POSTED: 9:09 am EDT September 23, 2003
UPDATED: 7:57 am EDT September 25, 2003

The lights were back on by early Wednesday for most of the New Jersey residents who lost power to a furious morning storm responsible for two tornadoes and damaging straight-line winds in several areas near the Delaware River a day earlier.


Images: NJ Tornado Damage
Video: 2 Tornadoes Cause Damage In NJ
Video: Tornado In Dutchess County

PSE&G, which had 10,000 customers without power Tuesday night, had less than 1,000 yet to be restored by Wednesday afternoon. The company said those customers would likely have power by the evening. Other companies whose customers lost power had all but several dozen of them restored Tuesday.

The storm itself was a rarity, weather experts said.

Though New Jersey normally gets a handful of tornadoes each year, the pair on Tuesday were the first in more than two years.

Before Tuesday, the state had 133 reported tornadoes since 1950, according to the National Weather Service. None caused a fatality, but they have caused a total of 68 injuries and more than $75 million in property damage.

No injuries were reported from Tuesday's storms, and damage estimates were not complete by midday Wednesday.

It's unlikely, though, that the blown-over barns and felled trees will amount to anywhere near the $5 million in damage caused by a tornado in Cumberland County on July 13, 1975.

Like Tuesday's, most of the tornadoes in New Jersey have been relatively weak -- classified as F0 or F1 on a scale that goes to F5.

Both the tornadoes Tuesday were classified as F1 -- meaning wind speeds were between 73 and 112 mph. The state has never seen a tornado higher than an F3, classified as one with winds between 158 and 206 mph.

By contrast, Kansas has had 313 tornadoes since 2000, including several F3's and an F4. An F4 can have wind speeds up to 260 mph.

"The ocean tends to help stabilize the atmosphere," said Joe Miketta, a National Weather Service meteorologist based in Mount Holly, explaining why such violent winds are so uncommon in New Jersey.

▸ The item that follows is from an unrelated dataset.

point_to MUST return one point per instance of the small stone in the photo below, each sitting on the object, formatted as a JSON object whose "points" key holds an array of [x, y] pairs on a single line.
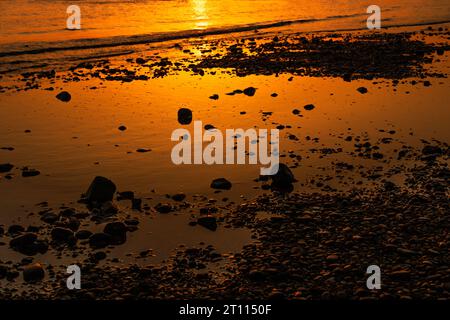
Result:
{"points": [[163, 208], [5, 167], [108, 208], [99, 240], [101, 190], [126, 195], [221, 183], [283, 177], [250, 91], [33, 273], [30, 173], [50, 217], [429, 150], [117, 231], [143, 150], [15, 229], [83, 234], [209, 222], [184, 116], [332, 258], [64, 96], [62, 234], [178, 197], [362, 90], [136, 204]]}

Miketta said he suspects that lingering warm and moist atmospheric conditions ushered in last week by Hurricane Isabel set up the conditions for tornadoes when a cold front came in Tuesday morning.

The National Weather Service determined that the winds that reached as much as 80 mph in Delaware River communities in Burlington and Gloucester counties were not tornadoes.

"Most of the straight-line winds we get are just as bad as the tornadoes," said Miketta.

In Burlington County, where a steeple was knocked off a church, sheds were toppled and roofs were damaged by uprooted trees, the damage estimate was $2.1 million, emergency management coordinator Kevin Tuno said Wednesday.

Tuno said that if statewide damage totals reached $9 million, New Jersey might qualify for federal aid.

Damage estimates were not yet in for Gloucester County, said Thomas Butts, director of that county's emergency management office.